Insurance opens up
After a drastic clean-up in 2005, Nigerian insurance companies are poised to cash in on the country’s untapped insurance market potential. Foreign assistance welcome.
There could not be a better time for foreign investors to come into the Nigerian insurance market than now. For the first time in the history of the sector, operators are seeing the need to embrace voluntary mergers and acquisitions that are not driven by regulation.
“International investors have been making enquires that they want to come into the Nigerian market,” says Insurance Commissioner Fola Daniel. “The raw material for insurance to thrive really is the population which we have in abundance, so Nigeria is a good insurance destination.”
Having evolved over the years as agents of business and social stabilization after the recapitalization mandate in 2007, the sector is beginning to respond to the dynamics of economic development and is demonstrating support for the government’s drive to sustain growth of the national economy.
In 2005, the country’s 104 insurance companies, many undercapitalized, were given until February 2007 to raise their capitalization thresholds by more than 1,000%. This led to a spate of mergers and acquisitions but when the dust had settled, 60 stronger companies emerged.
Under the recapitalization directive, life insurance companies were requirements were raised from about $1 million to $13 million; general insurance companies, from $1.3 million to $19 million; and reinsurance, from $3.2 million to $63 million. As a result, the industry capital base exceeded $1.3 billion from a pre-consolidation level of $190 million.

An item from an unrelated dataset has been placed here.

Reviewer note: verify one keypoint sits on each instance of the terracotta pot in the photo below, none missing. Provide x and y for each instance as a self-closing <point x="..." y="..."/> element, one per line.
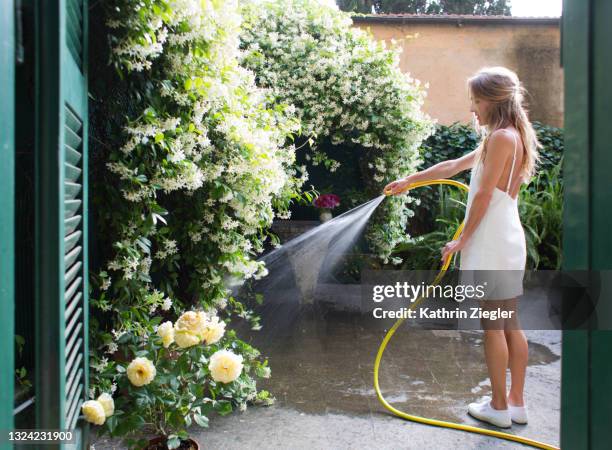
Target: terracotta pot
<point x="159" y="443"/>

Potentially, Nigeria has the biggest insurance market in Africa, but weaknesses in the industry mean that most of the large businesses are underwritten by foreign companies.
“We have an industry capital base in excess of $3 billion while GPI is about $13 million, this is gross under performance,” Daniel says. “It is time for the industry to run and run we are going to do.”
Between 2000 and 2009, the industry had an average growth rate of almost 24%. Life insurance grew at 21%, and non-life at 18%. In 2009, the industry’s growth peaked with a recorded premium of $1 billion (N179 billion) against $952 million (N150 billion) in 2008, a 16% increase.
The new face of insurance
Regulatory induced changes are expected to boost the insurance sector’s activities going forward.
One such change is the Nigerian Oil and Gas Content Act of 2010. This means that no insurance risk in the petroleum industry can be placed overseas without the approval of National Insurance Commission (NAICOM). The essence is to ensure that Nigerian local capacity would be fully exhausted.
“The Local Content Act is a multi-million dollar business and insurance operators must position themselves for it,” says Olusola Ladipo-Ajayi, Chairman of the Nigerian Insurers Association (NIA).
In August 2010, the Nigerian government called for the adoption of the International Financial Reporting Standards (IFRS) by December 2012.
Similarly, the Central Bank of Nigeria (CBN) has directed banks to divest from all non-banking subsidiaries by May 2012, for which banks are expected to sell about 50 subsidiaries with assets worth $1.2 billion.
So far, two banks have sold off their stake to some foreign investors. Guaranty Trust Bank (GTBank) sold its 68% equity in GT Assurance to Assur Africa Holding, while Diamond Bank sold its 96% stake in Adic Insurance to NSIA Participation, an Ivorian firm.
Other recent actions are expected to lead to the emergence of bigger and stronger players, enhance international competitiveness of local operators and attract foreign direct investment.
Daniel explains that the restructuring and changes are not meant to weaken the insurance industry but to boost its development and predicts the industry will soon measure up to its peers continentally and globally.
By Rosemary Onuoha, Insurance Correspondent, Vanguard newspaper, Lagos
South Africa-based Sanlam Insurance Group entered the Nigerian insurance sector in 2010 via a partnership with FBN Assurance, a subsidiary of Nigeria’s First Bank. Sanlam operates in 10 African countries.
What motivated Sanlam to come to Nigeria?
Population is a big tick in the box. But it’s not just that. The insurance market here has not kept pace with many African markets. So it was an opportunity to take advantage of the insurance sector here which has been completely missed over the last several decades.
What challenges have you faced?
We expected it would be easier to enter the market carrying two prominent brands – First Bank, which is well known here, and Sanlam, which is well known across the rest of Africa. We expected the First Bank brand to help us a lot but we found that we have to stand on our own merits. And we have done that.
What is the competition like?
Everybody is chasing group life business. We compete in that field but we aren’t competing on price; we compete on service, delivery and speed of turn-around. Other areas of business haven’t been touched yet such as having agents go out to sell individual products. We want to be a big part of that.
Would you recommend Nigeria?
There is an enormous opportunity for people to do business here provided they do their homework, know where they are penetrating and have a business partner they trust.